HUGH HEWITT has repeatedly noted this new blog by GM Vice Chairman Bob Lutz as evidence that General Motors “gets” blogs.

Naw. Lutz does, maybe, but a company as big as GM doesn’t get anything that fast. And for proof, all you need to do is to read this article from the Wall Street Journal on GM’s response to blog leaks regarding the new Corvette:

The Z06 snafu is a high-profile illustration of how Detroit’s decades-old tactics for generating buzz around a new model don’t always mesh with the realities of the digital media universe. Information about products can be passed around the world instantly by Web sites and blogs that don’t always honor news-release embargoes designed to suit the publication schedules of print magazines. . . .
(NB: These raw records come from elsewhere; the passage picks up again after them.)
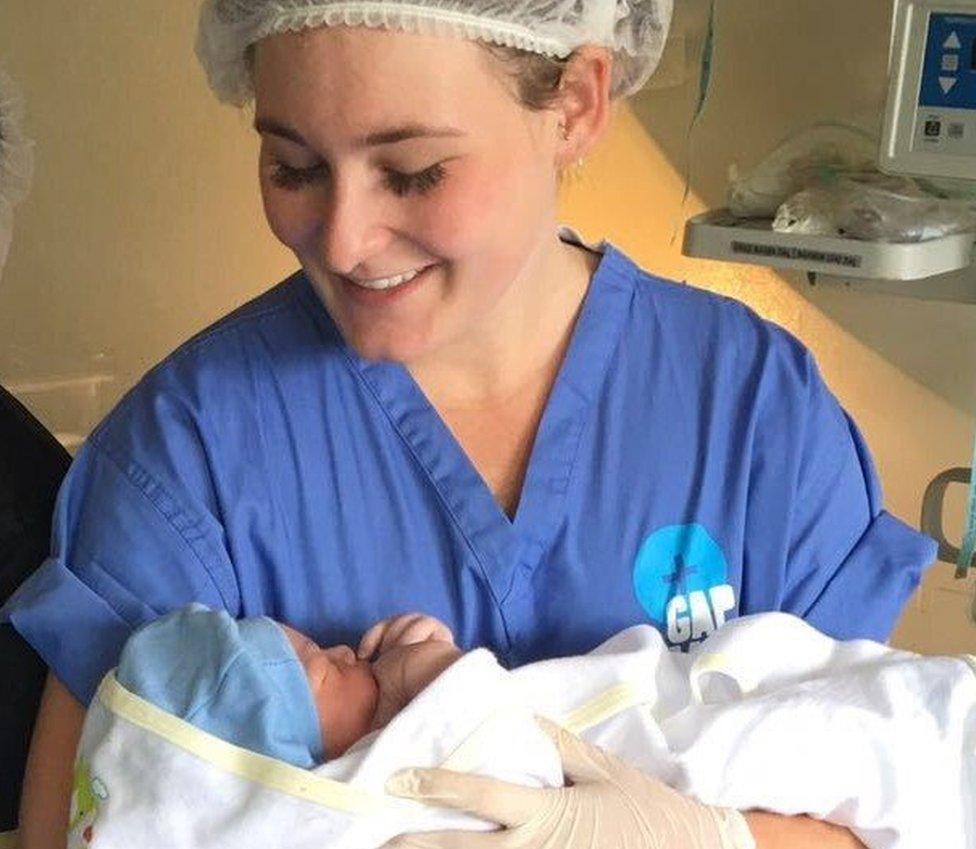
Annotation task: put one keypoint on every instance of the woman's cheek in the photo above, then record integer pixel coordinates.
(290, 216)
(464, 213)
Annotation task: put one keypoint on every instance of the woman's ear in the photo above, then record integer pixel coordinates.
(584, 104)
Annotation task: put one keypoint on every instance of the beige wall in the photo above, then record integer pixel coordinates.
(145, 222)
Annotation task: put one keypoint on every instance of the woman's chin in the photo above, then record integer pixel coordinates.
(394, 347)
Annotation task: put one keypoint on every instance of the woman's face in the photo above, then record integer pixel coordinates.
(471, 204)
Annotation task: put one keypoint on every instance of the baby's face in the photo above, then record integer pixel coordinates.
(353, 697)
(344, 690)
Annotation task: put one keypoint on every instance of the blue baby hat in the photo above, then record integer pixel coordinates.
(239, 680)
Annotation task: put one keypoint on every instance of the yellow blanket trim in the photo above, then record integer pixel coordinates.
(305, 784)
(607, 704)
(233, 759)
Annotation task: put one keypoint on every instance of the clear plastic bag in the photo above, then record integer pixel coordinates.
(807, 158)
(875, 208)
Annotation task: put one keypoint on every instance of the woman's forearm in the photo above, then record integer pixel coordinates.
(47, 784)
(775, 831)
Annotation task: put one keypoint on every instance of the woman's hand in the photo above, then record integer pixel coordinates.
(607, 803)
(404, 630)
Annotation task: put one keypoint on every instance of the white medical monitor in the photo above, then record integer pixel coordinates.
(930, 121)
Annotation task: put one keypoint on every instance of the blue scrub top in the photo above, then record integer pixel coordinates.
(690, 466)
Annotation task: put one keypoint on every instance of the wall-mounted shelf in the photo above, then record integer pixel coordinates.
(718, 235)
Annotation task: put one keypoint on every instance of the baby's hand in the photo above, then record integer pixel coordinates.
(404, 630)
(402, 672)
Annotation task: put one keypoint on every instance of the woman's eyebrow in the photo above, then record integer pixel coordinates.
(375, 139)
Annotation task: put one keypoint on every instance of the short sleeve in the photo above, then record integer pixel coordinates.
(128, 544)
(850, 566)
A Texas computer consultant said he stumbled upon photos of a silver-blue Z06 on the Internet and posted them that afternoon on a Corvette online discussion forum he frequents. Five days later, on Nov. 14, two men from Securitas, GM’s contract security firm, knocked on the door of his Houston home demanding to know who gave him the pictures. He said he refused to let them in, and their parting shot was “We’ll see you in court.”

As soon as the security men left, the 36-year-old computer consultant, who requested his name not be used, posted details of the visit from the “two goons,” as he described them, on two Corvette Web sites. He also posted scanned images of their business cards.

Trust me, that’s not the action of a company that understands the Internet. Somebody needs to educate them! Maybe Lutz will spring for a few copies, and see that they get into the right hands.

UPDATE: Reader Jeff Nolan emails with this observation, which carries an important lesson:

Your mention of GM and blogs, specific to the new Corvette launch, may actually underscore a point that it’s not blogs that GM doesn’t understand, but rather the power of small parts loosely joined in the form of camera phones.

Most of the spy photos that showed up on fan websites (technically not blogs) were from people who snapped pics of them on car carriers, or driving (with body panels disguised) around the Detroit area, with their camera phones.

Blogs played a big part in this, but were it not for individuals with camera phones who were in the right spot at the right time the blogs would have had nothing to publish.

And that’s one reason why I want as many InstaPundit readers as possible to be carrying digital cameras at all times!